Amidst a backdrop of global economic shifts and geopolitical recalibration, gold prices dipped below the $2,300 price level.

The decline comes as investors carefully analyse signals from the Federal Reserve regarding its future interest rate policies.

After reaching record highs earlier this month, gold suffered its most daily decline in nearly two years, shedding 2.7% on Monday.

The recent retreat reflects a multifaceted landscape where concerns over escalating tensions in the Middle East have eased, coupled with indications that the Federal Reserve may maintain higher interest rates for a prolonged period.

Richard Grace, a senior currency analyst and international economist at ITC Markets, noted that tactical short-selling likely contributed to the decline, especially given the rapid surge in gold prices witnessed recently.

Despite this setback, bullion remains up approximately 15% since mid-February, supported by ongoing geopolitical uncertainties, central bank purchases, and robust demand from Chinese consumers.

The shift in focus among investors now turns toward forthcoming US economic data, including key inflation metrics favored by the Federal Reserve.

These data points are anticipated to provide further insights into the central bank’s monetary policy trajectory.

Over recent weeks, policymakers have adopted a more hawkish tone in response to consistently strong inflation reports, leading market participants to adjust their expectations regarding the timing of future interest rate adjustments.

As markets recalibrate their expectations for monetary policy, the prospect of a higher-for-longer interest rate environment poses challenges for gold, which traditionally does not offer interest-bearing returns.

Spot gold prices dropped by 1.2% to $2,298.67 an ounce, with the Bloomberg Dollar Spot Index remaining relatively stable.
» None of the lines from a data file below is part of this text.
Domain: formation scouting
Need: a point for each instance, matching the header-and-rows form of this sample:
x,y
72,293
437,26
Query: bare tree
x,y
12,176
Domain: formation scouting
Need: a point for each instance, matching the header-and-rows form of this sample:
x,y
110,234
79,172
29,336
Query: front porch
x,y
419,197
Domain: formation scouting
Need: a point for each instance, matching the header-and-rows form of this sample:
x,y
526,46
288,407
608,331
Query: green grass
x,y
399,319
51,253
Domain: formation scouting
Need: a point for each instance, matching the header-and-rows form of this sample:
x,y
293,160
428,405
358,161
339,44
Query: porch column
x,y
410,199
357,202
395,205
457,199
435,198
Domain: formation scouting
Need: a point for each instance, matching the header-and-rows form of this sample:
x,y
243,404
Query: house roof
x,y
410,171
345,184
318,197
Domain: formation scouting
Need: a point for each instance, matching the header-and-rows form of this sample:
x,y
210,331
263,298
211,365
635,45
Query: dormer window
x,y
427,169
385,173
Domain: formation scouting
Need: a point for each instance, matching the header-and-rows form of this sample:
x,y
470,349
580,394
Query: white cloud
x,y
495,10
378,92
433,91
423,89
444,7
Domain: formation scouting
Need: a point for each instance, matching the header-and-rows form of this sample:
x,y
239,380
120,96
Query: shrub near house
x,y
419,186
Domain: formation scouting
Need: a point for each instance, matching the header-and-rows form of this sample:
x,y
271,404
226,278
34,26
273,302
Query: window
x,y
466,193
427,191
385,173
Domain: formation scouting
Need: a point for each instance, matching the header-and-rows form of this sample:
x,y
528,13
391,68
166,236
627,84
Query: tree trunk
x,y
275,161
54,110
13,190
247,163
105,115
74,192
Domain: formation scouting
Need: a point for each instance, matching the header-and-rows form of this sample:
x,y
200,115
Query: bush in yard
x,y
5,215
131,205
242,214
Silver, palladium, and platinum also experienced declines following gold’s retreat.

The ongoing interplay between economic indicators, geopolitical developments, and central bank policies continues to shape the trajectory of precious metal markets.

While gold faces near-term headwinds, its status as a safe-haven asset and store of value ensures that it remains a focal point for investors navigating uncertain global dynamics.